Multiple annual festivals are held across the districts' territory. These include festivals like the Martinimarkt fairs in towns like Parchim and Grabow. The annual castle festival in Neustadt-Glewe has attracted international interest and the light festival in Grabow has been described as a mix of a Volksfest and light show. There are several reoccurring music festivals located in the district, including Airbeat One in Neustadt-Glewe, which is among the biggest music festivals in Germany. Weekly markets are common in most towns.

Notable museums in the district include the Ludwigslust Palace, Parchim museum, Neustadt-Glewe castle, the old Synagogue in Hagenow, and the various Wöbbelin concentration camp memorials. The village of Rüterberg, a city district of Dömitz, has several sights relating to its former status as a village enclosed within the Berlin Wall that eventually declared independence as a village-republic.

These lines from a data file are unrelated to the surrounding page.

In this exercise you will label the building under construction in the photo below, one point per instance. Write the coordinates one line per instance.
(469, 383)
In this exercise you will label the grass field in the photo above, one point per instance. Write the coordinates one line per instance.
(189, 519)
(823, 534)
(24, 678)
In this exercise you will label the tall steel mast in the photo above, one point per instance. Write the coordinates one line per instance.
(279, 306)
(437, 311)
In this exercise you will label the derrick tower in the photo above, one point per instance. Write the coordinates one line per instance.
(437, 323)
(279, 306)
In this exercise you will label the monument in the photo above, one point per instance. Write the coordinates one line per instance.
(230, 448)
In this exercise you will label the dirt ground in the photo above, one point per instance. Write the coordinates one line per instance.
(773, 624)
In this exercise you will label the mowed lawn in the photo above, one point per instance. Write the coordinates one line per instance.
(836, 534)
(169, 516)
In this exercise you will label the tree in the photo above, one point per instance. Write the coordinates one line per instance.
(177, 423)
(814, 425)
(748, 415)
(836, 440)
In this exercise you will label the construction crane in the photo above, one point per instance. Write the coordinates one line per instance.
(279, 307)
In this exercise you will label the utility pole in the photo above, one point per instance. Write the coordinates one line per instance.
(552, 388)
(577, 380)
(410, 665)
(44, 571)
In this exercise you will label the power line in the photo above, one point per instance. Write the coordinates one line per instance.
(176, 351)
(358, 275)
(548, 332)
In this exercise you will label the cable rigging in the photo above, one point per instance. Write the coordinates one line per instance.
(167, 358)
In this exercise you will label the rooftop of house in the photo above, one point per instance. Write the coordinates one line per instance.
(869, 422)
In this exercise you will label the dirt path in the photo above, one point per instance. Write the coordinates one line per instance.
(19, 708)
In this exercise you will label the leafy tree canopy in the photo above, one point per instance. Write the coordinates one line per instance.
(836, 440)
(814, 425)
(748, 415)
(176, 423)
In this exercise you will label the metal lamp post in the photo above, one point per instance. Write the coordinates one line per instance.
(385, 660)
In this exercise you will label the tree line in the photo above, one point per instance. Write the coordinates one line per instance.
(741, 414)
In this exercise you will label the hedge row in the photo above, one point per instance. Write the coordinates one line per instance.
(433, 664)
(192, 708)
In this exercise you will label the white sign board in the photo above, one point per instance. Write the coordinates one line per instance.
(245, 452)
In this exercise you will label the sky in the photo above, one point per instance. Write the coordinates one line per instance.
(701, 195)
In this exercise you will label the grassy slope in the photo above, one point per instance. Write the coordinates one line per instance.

Artists from the region include the authors Johannes Gillhoff and Leonhard Adelt, the painters Rudolph Suhrlandt, Wilhelm Langschmidt, Hermann Koch, and Heinrich Pommerencke; the lithographer Wilhelmine Suhrlandt, the photographer Louise Abel, the sculptors Wilhelm Wandschneider and Günther Uecker, the architect Erich zu Putlitz, the composers Johann Leopold Abel and Christiane Klonz, as well as the conductors Gustav Hinrichs and Heiko Mathias Förster.